Point 2: Caption to Fig.7: the authors must add description for each panel (A)-(C) here

Response 2: Thanks for your suggestion, we add description for each panel (A)-(C). Previously our description was:

Figure 7. (a), (b) and (c) are the classification mixing matrix of CXR LR, SR and HR images respectively. (Vertical represents the real category, horizontal represents the prediction category, the right ratio matrix represents the accuracy rate of the four categories respectively, and the right ratio matrix represents the recall rate of the four categories respectively.)

This is not specific and sufficient, now we modify it as:

Figure 7. Classification mixing matrix of three kinds of images. (The vertical represents the true category, the horizontal represents the predicted category, the right ratio matrix represents the accuracy of each of the four categories, and the lower ratio matrix represents the recall rate of each of the four categories.) (A) is the classification result of CXR LR images. Since CXR LR images are obtained from CXR HR images by using the down-sampling method, there is a lack of information, resulting in the worst situation of correct classification. (B) Classification results of CXR SR images. The SMCPOS-SGD model is used to process the CXR LR image, and the details of the CXR LR image can be restored. The generated CXR SR image can effectively improve the number of correct classification of the four categories. (C) Classification results of CXR HR images. CXR HR images are the most primitive images, so it is best to classify them correctly.

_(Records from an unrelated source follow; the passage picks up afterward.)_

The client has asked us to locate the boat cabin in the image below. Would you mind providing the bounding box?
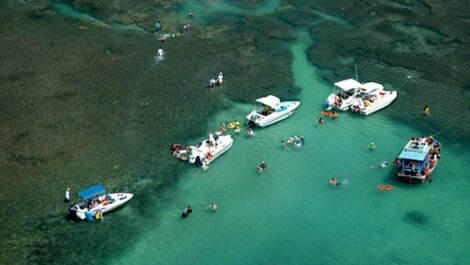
[335,79,362,99]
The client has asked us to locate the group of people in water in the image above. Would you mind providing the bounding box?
[281,135,305,148]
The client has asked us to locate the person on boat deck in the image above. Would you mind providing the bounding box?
[209,78,216,88]
[423,105,431,116]
[64,188,70,202]
[153,20,163,31]
[95,210,103,220]
[330,177,341,186]
[217,72,224,86]
[380,161,388,168]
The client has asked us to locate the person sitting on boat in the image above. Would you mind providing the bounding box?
[95,210,103,220]
[258,161,268,172]
[335,97,343,107]
[206,202,218,212]
[330,177,341,186]
[379,161,388,168]
[181,205,193,218]
[201,159,209,170]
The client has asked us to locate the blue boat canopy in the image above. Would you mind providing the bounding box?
[398,141,431,161]
[78,184,106,201]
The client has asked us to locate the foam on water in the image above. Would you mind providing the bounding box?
[112,28,470,265]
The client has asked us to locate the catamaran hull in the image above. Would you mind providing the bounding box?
[359,91,398,116]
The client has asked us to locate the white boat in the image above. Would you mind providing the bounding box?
[246,95,300,127]
[189,134,233,167]
[351,82,398,115]
[395,136,441,183]
[324,79,362,111]
[70,184,134,220]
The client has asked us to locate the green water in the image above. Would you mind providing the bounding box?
[0,0,470,264]
[111,28,470,264]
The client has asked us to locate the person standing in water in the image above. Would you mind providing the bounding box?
[217,72,224,86]
[64,188,70,202]
[209,79,216,88]
[157,47,165,59]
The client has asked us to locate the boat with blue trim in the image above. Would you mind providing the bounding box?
[70,184,134,220]
[395,136,441,183]
[246,95,300,127]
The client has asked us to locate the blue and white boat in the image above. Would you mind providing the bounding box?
[323,79,362,111]
[395,136,441,183]
[70,184,134,220]
[246,95,300,127]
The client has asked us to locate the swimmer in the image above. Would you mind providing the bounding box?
[258,161,268,173]
[181,205,193,218]
[330,177,341,186]
[370,161,388,168]
[206,203,218,212]
[423,105,431,116]
[246,128,255,137]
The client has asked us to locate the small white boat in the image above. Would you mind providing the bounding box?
[351,82,398,115]
[189,134,233,167]
[70,184,134,220]
[246,95,300,127]
[324,79,362,111]
[395,136,441,183]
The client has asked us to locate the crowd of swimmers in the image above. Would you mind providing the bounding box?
[281,135,305,148]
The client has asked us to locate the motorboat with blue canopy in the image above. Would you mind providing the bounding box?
[324,78,362,111]
[395,136,441,183]
[78,184,106,201]
[246,95,300,127]
[70,184,134,220]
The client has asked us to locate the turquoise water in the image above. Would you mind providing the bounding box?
[0,0,470,264]
[111,28,470,264]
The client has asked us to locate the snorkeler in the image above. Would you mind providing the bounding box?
[206,203,219,211]
[330,177,341,186]
[181,205,193,218]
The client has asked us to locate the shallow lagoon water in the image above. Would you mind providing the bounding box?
[0,1,470,264]
[111,28,470,264]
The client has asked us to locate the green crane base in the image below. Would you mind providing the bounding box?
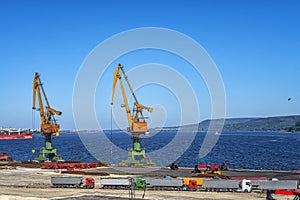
[34,134,63,162]
[120,148,155,167]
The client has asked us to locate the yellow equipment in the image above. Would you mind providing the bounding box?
[111,64,153,134]
[32,72,62,162]
[111,64,153,165]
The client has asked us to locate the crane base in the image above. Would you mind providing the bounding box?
[34,148,63,162]
[120,149,155,166]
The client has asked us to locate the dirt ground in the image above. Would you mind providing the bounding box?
[0,167,293,200]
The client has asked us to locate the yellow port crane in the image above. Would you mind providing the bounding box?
[32,72,62,162]
[111,64,154,166]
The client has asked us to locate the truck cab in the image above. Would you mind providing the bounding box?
[239,179,252,192]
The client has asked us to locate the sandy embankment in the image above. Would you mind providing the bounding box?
[0,168,292,200]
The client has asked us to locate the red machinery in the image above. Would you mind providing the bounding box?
[194,164,221,175]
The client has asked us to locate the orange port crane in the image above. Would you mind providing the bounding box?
[32,72,62,162]
[111,64,153,165]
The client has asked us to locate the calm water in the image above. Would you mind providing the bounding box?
[0,132,300,170]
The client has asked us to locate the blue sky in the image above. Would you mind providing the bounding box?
[0,0,300,129]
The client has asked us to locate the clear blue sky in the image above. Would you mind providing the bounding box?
[0,0,300,129]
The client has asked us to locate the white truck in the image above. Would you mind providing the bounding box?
[202,179,252,192]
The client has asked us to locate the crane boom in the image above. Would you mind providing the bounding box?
[111,64,153,133]
[32,72,62,136]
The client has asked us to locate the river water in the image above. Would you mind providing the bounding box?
[0,131,300,170]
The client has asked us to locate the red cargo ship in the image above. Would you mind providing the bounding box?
[0,128,32,140]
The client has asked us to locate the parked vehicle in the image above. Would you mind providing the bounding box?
[203,179,252,192]
[51,176,95,189]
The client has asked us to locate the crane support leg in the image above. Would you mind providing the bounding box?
[35,134,62,162]
[120,136,155,166]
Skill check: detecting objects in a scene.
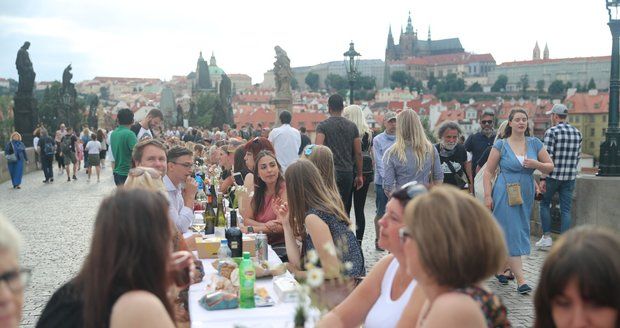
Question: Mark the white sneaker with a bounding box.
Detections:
[536,235,553,247]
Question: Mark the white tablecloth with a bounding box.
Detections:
[189,246,297,328]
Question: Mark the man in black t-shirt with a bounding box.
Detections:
[315,94,364,213]
[465,109,495,175]
[435,121,473,193]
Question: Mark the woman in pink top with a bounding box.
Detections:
[243,150,287,245]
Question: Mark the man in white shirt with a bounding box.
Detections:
[164,147,198,233]
[269,110,301,173]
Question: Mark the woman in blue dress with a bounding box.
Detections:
[4,132,28,189]
[484,108,553,294]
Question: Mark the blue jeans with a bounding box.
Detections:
[375,183,388,218]
[540,178,575,234]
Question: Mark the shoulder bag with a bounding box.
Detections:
[4,141,17,163]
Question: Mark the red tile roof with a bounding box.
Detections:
[499,56,611,66]
[564,92,609,114]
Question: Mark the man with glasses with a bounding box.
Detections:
[164,147,198,233]
[0,216,30,327]
[465,109,495,175]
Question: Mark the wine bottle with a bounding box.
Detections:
[225,210,243,257]
[202,196,217,235]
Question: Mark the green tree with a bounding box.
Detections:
[325,74,349,92]
[99,87,110,100]
[491,74,508,92]
[519,74,530,94]
[547,80,566,96]
[467,82,482,92]
[536,80,545,93]
[291,76,299,90]
[390,71,411,89]
[426,72,437,90]
[304,72,319,91]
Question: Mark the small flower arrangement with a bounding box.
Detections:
[295,240,355,327]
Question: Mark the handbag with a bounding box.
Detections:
[4,142,17,163]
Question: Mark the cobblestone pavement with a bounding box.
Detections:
[0,168,546,327]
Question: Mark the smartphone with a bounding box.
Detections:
[233,172,243,186]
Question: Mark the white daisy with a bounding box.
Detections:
[306,249,319,264]
[323,243,337,256]
[306,269,323,288]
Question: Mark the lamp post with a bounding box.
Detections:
[598,0,620,176]
[343,41,358,105]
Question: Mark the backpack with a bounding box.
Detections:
[60,134,73,154]
[43,140,55,156]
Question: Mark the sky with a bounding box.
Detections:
[0,0,611,83]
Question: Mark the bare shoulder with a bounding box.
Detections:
[426,293,486,327]
[110,290,174,328]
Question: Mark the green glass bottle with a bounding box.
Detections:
[239,252,256,309]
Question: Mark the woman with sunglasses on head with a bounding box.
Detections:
[37,188,193,328]
[483,108,553,294]
[534,226,620,328]
[0,215,30,328]
[302,144,344,210]
[318,181,426,328]
[239,137,275,218]
[241,150,286,246]
[383,109,443,196]
[273,158,366,279]
[399,186,510,328]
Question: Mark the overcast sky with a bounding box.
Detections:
[0,0,611,83]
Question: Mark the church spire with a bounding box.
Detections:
[406,11,413,34]
[532,41,540,60]
[209,52,217,66]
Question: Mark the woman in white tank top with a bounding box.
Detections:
[317,182,426,328]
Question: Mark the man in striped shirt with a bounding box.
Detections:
[536,104,582,247]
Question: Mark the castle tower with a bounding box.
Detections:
[532,41,540,60]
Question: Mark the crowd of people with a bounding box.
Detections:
[0,95,620,327]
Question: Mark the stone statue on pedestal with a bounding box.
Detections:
[15,41,36,95]
[13,41,39,147]
[273,46,293,99]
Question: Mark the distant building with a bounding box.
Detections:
[488,51,611,91]
[228,74,252,92]
[261,59,385,90]
[385,12,465,61]
[564,90,609,160]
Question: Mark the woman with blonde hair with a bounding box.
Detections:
[272,158,366,279]
[399,186,510,328]
[342,105,374,245]
[4,132,28,189]
[302,144,344,210]
[383,109,443,196]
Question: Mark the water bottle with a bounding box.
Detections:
[239,252,256,309]
[217,239,232,263]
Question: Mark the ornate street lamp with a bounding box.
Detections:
[343,41,361,105]
[598,0,620,176]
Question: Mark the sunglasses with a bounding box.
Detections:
[398,227,413,244]
[392,181,428,201]
[304,144,316,156]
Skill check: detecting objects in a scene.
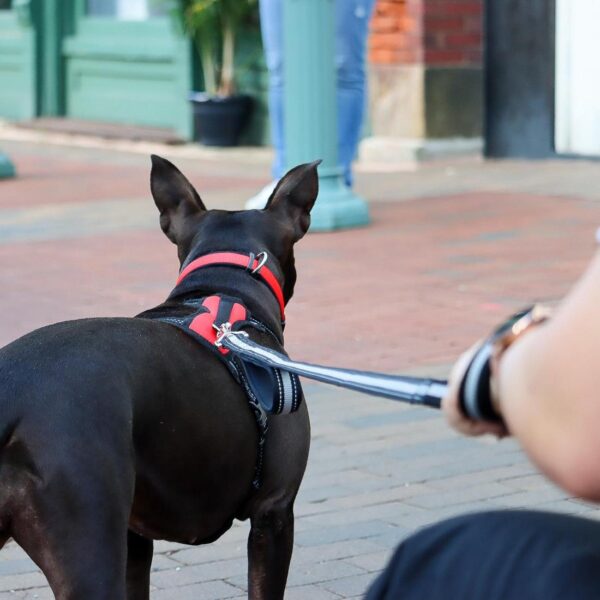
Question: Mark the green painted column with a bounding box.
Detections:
[35,0,66,116]
[283,0,369,231]
[0,151,16,179]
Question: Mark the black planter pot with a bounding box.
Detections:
[190,92,253,146]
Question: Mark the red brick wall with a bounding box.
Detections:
[369,0,483,66]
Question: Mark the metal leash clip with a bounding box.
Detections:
[213,322,250,348]
[250,251,269,275]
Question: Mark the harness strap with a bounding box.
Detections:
[176,252,285,323]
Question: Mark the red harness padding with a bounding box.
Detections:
[190,296,248,354]
[176,252,285,324]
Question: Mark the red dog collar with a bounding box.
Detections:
[176,252,285,322]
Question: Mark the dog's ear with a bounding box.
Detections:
[265,160,321,241]
[150,154,206,244]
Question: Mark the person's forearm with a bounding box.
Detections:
[497,250,600,500]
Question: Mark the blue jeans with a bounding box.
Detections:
[260,0,375,186]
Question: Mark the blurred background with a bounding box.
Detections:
[0,0,600,158]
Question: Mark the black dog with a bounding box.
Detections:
[0,157,318,600]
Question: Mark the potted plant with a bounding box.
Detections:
[172,0,258,146]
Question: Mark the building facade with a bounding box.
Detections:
[0,0,600,157]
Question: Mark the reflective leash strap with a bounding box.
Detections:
[216,323,447,408]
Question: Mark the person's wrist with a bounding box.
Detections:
[489,304,551,418]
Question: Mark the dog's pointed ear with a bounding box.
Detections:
[150,154,206,244]
[265,160,321,241]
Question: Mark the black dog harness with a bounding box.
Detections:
[141,252,302,489]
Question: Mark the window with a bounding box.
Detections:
[85,0,165,21]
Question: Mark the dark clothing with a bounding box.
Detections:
[367,510,600,600]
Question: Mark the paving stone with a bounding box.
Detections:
[285,585,340,600]
[322,573,374,598]
[151,581,243,600]
[294,521,393,546]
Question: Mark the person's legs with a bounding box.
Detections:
[335,0,375,186]
[366,511,600,600]
[260,0,285,179]
[255,0,375,196]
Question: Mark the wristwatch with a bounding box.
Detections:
[459,304,551,423]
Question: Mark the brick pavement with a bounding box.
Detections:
[0,142,600,600]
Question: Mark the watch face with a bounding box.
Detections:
[490,306,533,341]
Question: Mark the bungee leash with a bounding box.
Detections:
[215,323,447,408]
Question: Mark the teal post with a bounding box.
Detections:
[0,151,16,179]
[284,0,369,231]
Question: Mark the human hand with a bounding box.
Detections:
[442,342,509,438]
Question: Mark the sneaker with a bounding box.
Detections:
[245,181,279,210]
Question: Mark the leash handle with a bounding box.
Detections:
[217,324,447,408]
[459,304,551,423]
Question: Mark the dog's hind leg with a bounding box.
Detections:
[127,530,154,600]
[10,444,134,600]
[248,504,294,600]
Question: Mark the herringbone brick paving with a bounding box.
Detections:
[0,142,600,600]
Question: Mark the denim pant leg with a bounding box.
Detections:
[335,0,375,186]
[260,0,375,185]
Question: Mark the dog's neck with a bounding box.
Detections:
[169,266,283,341]
[138,252,285,344]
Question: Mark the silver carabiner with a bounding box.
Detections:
[213,322,250,348]
[250,252,269,275]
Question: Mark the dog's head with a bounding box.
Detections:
[150,156,320,301]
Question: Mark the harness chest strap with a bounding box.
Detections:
[176,252,285,323]
[165,295,302,418]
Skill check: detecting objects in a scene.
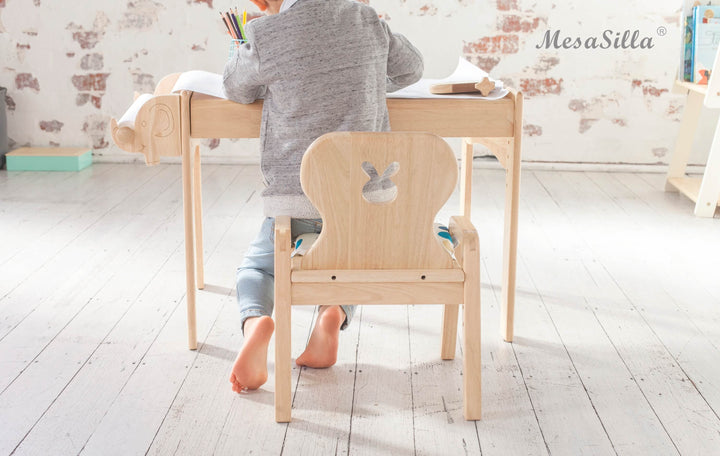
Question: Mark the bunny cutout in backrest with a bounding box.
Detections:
[300,132,458,269]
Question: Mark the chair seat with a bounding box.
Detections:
[290,222,457,258]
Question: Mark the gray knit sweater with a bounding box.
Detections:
[223,0,423,218]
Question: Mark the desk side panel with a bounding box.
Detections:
[190,95,514,138]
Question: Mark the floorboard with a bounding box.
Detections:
[0,164,720,456]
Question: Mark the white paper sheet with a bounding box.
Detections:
[118,57,508,128]
[387,57,508,100]
[118,93,153,129]
[172,70,227,99]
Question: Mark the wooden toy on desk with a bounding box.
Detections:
[430,78,495,97]
[110,73,180,165]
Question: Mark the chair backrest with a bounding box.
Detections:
[300,132,458,269]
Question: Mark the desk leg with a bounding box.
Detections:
[500,92,523,342]
[665,91,705,192]
[180,91,197,350]
[191,143,205,290]
[460,138,473,218]
[695,122,720,217]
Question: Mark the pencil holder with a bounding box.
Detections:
[228,39,247,60]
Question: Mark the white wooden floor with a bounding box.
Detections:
[0,164,720,456]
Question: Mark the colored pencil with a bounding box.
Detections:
[220,13,235,38]
[225,13,240,40]
[235,8,247,40]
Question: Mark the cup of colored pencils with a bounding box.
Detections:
[220,8,247,57]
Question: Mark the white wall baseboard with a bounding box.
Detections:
[93,154,705,174]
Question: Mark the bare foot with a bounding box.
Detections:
[295,306,345,368]
[230,316,275,393]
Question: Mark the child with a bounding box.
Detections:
[223,0,423,393]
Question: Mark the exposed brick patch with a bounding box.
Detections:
[578,119,599,133]
[75,93,90,106]
[568,99,588,112]
[132,69,155,93]
[520,78,563,96]
[665,99,685,120]
[523,124,542,136]
[418,5,437,16]
[203,138,220,150]
[643,86,668,97]
[463,35,520,54]
[468,55,500,73]
[72,73,110,92]
[119,0,165,30]
[533,55,560,73]
[497,0,518,11]
[82,114,110,149]
[80,54,103,70]
[40,120,65,133]
[15,73,40,92]
[5,95,15,111]
[498,14,540,33]
[73,30,100,49]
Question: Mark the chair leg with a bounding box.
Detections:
[440,304,459,359]
[463,244,482,420]
[275,216,292,423]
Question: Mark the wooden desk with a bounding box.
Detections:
[112,78,523,350]
[665,80,720,217]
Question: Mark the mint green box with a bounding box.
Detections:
[5,147,92,171]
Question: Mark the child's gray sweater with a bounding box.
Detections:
[223,0,423,218]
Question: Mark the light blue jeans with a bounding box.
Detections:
[235,217,355,335]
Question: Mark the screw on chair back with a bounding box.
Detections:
[300,132,458,269]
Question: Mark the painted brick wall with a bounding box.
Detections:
[0,0,714,163]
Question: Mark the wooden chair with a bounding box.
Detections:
[275,132,481,422]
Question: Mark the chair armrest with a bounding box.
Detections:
[275,215,292,253]
[448,215,480,269]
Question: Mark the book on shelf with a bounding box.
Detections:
[691,6,720,85]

Point 3:  Fig.4, caption: description for each panel (a)-(d) must be added here

Response 3: Thanks for your suggestion, we add description for each panel (a)-(d).Previously our description was:

Figure 4. PNSR, SSIM, train loss and eval loss of SGD and SMCPSO-SGD models were compared on Set5. (The black curve represents SGD optimization only, and the red curve represents SMCPSO and SGD combined training.)

This does not describe each panel specifically, now modify it as follows:

Figure 4. Comparison of SGD alone training and SMCPSO-SGD combined training in SET5. In (a, b), PNSR and SSIM of images generated during SGD and SMCPSO-SGD training are compared. The red curve is smoother than the black curve, and the PNSR and SSIM of the image are higher in each Epoch, indicating better quality of the generated images. In (c, d), the train loss and eval loss of red curve are always lower, and the black curve declines steadily in (c), but fluctuates greatly in (d), while the red curve declines steadily all the time, indicating that SMCPSO helps SGD better train.

Point 4:  Fig.3, caption: description for each panel (a)-(h) must be added here

Response 4: Thanks for your suggestion, we add description for each panel (a)-(h).Previously our description was:

Figure 3. Average error curve of multi-peak test functions F6, F8, F10, F12, F14, F18 and F20 with the number of iterations. (f(x) represents the optimal solution of the current iteration, and f(x*) represents the actual optimal solution of the function. The smaller f(x)-f(x*) is, the better the algorithm performance is.)

now modify it as follows:

Figure 3. Comparison of results for PSO, COBL and SMCPSO on multi-peak test functions. ( f(x) represents the optimal solution of the current iteration, and f(x*) represents the actual optimal solution of the function. f(x)-f(x*) is the current error represented by logarithm, and the smaller error is, the better the algorithm performance is.) (a) are the errors between the optimal value of each iteration and the actual optimal value of the f6 multi-peak test function by the standard PSO, COBL and SMCPSO methods respectively; Similarly,(b) is f8; (c) is f10; (d) is f12; (e) is f14; (f) is f16; (g) is f18; (h) is f20.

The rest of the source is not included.